To undertand the process of developing strategic management, there is a need to understand the concept of strategic management which is defined as a set of managerial decisions and actions aimed at the generation of sustainable competitive advantage. It is also a reality that strategic management operates on several time scales. Thus, there are short term strategies which involve planning and managing for the present. There are also long term strategies which involve preparing for and pre-empting the future.
This concept of time scales was actually suggested by marketing strategist Derek Abell (1993), who said that understanding this dual nature of strategic management is the least understood part of the process. Abell thus claimed that balancing aspects of strategic planning requires the use of dual strategies simultaneously. (Wikipedia, 2007) (Paraphrasing made). Strategic Management is a framework within which all the functioning managerial operations are bundled together and which is also considered at the highest level corporate activity that sets the terms and goals for a company that it should follow for prosperity.
Strategic management techniques may be viewed as bottom-up, top-down or collaborative processes. When employees submit proposals to their managers who, in turn, funnel the best ideas further up the organization, there is bottom-up approach. Capital budgeting process normally helps in attaining this approach where proposals are assessed using financial criteria such as return on investment or cost-benefit analysis. Approved proposals form the substance of a new strategy and all of which is accomplished without a grand strategic design or a strategic architect.
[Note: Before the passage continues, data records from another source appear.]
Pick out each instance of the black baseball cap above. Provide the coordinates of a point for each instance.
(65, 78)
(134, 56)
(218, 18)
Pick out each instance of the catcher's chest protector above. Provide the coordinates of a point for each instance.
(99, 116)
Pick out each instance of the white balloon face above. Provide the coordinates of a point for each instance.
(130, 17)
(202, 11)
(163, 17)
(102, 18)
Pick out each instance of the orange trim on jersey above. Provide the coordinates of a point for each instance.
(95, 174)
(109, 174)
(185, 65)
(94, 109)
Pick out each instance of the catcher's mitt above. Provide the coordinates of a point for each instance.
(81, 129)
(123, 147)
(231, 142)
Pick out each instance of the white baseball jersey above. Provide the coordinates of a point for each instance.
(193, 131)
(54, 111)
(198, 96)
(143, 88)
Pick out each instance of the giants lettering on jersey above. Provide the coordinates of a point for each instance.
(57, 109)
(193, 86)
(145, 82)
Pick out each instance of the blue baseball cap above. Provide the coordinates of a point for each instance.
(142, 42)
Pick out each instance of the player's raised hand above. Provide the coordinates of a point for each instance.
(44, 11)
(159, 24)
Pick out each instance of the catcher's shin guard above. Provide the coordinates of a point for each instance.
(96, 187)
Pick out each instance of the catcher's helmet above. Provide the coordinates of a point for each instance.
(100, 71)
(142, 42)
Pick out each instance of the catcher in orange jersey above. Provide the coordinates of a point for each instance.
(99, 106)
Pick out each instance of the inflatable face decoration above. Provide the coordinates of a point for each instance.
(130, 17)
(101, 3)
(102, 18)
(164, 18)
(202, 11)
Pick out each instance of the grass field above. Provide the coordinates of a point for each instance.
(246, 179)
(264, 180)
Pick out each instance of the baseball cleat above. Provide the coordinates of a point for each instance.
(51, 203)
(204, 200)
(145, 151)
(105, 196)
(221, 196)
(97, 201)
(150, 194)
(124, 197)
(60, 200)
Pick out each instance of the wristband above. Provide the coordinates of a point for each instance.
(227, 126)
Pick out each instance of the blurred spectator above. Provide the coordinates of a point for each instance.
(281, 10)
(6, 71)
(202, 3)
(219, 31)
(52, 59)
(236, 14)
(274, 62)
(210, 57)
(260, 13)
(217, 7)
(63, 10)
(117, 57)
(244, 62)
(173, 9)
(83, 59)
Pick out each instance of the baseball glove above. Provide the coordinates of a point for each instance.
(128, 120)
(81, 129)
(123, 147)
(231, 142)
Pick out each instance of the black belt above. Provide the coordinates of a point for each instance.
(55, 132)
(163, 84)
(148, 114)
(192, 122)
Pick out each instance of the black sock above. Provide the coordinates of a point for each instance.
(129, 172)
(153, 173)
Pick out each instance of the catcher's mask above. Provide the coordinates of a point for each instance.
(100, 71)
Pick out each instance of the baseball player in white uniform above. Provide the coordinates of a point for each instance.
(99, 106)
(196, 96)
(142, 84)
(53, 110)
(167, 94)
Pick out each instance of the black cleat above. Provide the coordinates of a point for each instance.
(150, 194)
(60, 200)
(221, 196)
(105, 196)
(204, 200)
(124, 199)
Most common of the approaches is the top-down approach where the CEO, possibly with the assistance of a strategic planning team, charts the overall direction the company is taking. Emergent nature of strategic decision have caused some organizations in experimenting with collaborative strategic planning techniques that recognize may take the combination of top-down and bottom-up approaches (Wikipedia, 2007) (Paraphrasing made).
Part of the process in developing strategy requires the steps until the strategy will get implemented. Hence there is need to understand strategy hierarchy. Corporations have different departments which may be divided functionally. Hence we have the so called functional strategies include marketing strategies, new product development strategies, human resource strategies, financial strategies, legal strategies, and information technology management strategies.
To design these strategies, the emphasis is on short and medium term plans and is restricted to the area of each department’s functional responsibility. It is thus expected that each functional responsibility attempts to do its part in meeting overall corporate objectives, and hence there is basis to infer that to some extent their strategies are derived from broader corporate strategies (Wikipedia, 2007) (Paraphrasing made).